A Jefferies note, said, “Of the 103 September-20 quarter result notes we analysed from our coverage universe, 75 per cent or 77 results came above analyst estimates and we raised estimates for 78 per cent or 80 of them. Forty one companies i.e. more than half of the 80 upgrades had 10 per cent+ upgrades to their FY21 EPS. The overall upgrade to downgrade ratio was 5:1,” it said.

A high proportion of stocks in the financials, cement, metals, oil & gas and several industrials saw double-digit earning upgrades. Nifty consensus earnings for FY21/22 are up 3.2 per cent/2.5 per cent since their bottom a few weeks back, Jefferies further added.

'Blockbuster quarter'

For Motilal Oswal, the September-quarter (Q2-FY21) corporate earnings season was a blockbuster one, with big beats and upgrades across its coverage universe. “With an upgrade (over 5 per cent) to downgrade ratio (less than 5 per cent) of 4:1, this has by far been the best earnings season in many years. Sixty-three per cent of the companies in our MOFSL Coverage Universe beat Q2-FY21 estimates, while 18 per cent reported below-estimate. results,” it said and added: this has resulted in the first material earnings upgrade for Nifty EPS estimates in many years.

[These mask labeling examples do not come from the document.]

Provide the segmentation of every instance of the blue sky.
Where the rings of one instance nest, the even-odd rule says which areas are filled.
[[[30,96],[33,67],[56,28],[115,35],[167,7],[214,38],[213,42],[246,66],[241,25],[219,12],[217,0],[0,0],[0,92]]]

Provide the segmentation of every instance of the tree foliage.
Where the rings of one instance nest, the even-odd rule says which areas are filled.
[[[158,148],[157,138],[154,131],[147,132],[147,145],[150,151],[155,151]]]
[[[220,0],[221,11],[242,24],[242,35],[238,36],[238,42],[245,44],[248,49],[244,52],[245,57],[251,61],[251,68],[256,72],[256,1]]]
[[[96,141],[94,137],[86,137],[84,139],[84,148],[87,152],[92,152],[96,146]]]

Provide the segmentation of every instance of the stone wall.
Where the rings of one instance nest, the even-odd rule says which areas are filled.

More importantly, corporate commentaries across sectors suggest continued demand recovery in Q3-FY21, underpinned by a healthy start to the festival season.

HDFC Securities said Q2 performance was quite commendable as 70 per cent of its coverage universe of nearly 150 stocks beat Q2 earnings and 65 per cent of them saw earning upgrades for FY21/FY22. A study by various brokerages indicates that cement, private banks, PSU banks, healthcare, Oil & Gas (O&G), technology and utilities reported y-o-y profit growth, while auto, capital goods, consumer, NBFC and retail reported declines.

Reasons for caution

While analysts might have presented positive picture, retail investors need to remain cautious as share price of most of these stocks witnessed a sharp run and already priced in the positives.

Investors should also bear in mind that Covid-19 virus is rearing its head again in various countries and could cause prolonged disruption.

Though balance sheets improved due to low utilisation levels, there is a high possibility of corporate investments cycle remaining weak. Also, until the job market and income security stabilises, household spending is likely to remain weak.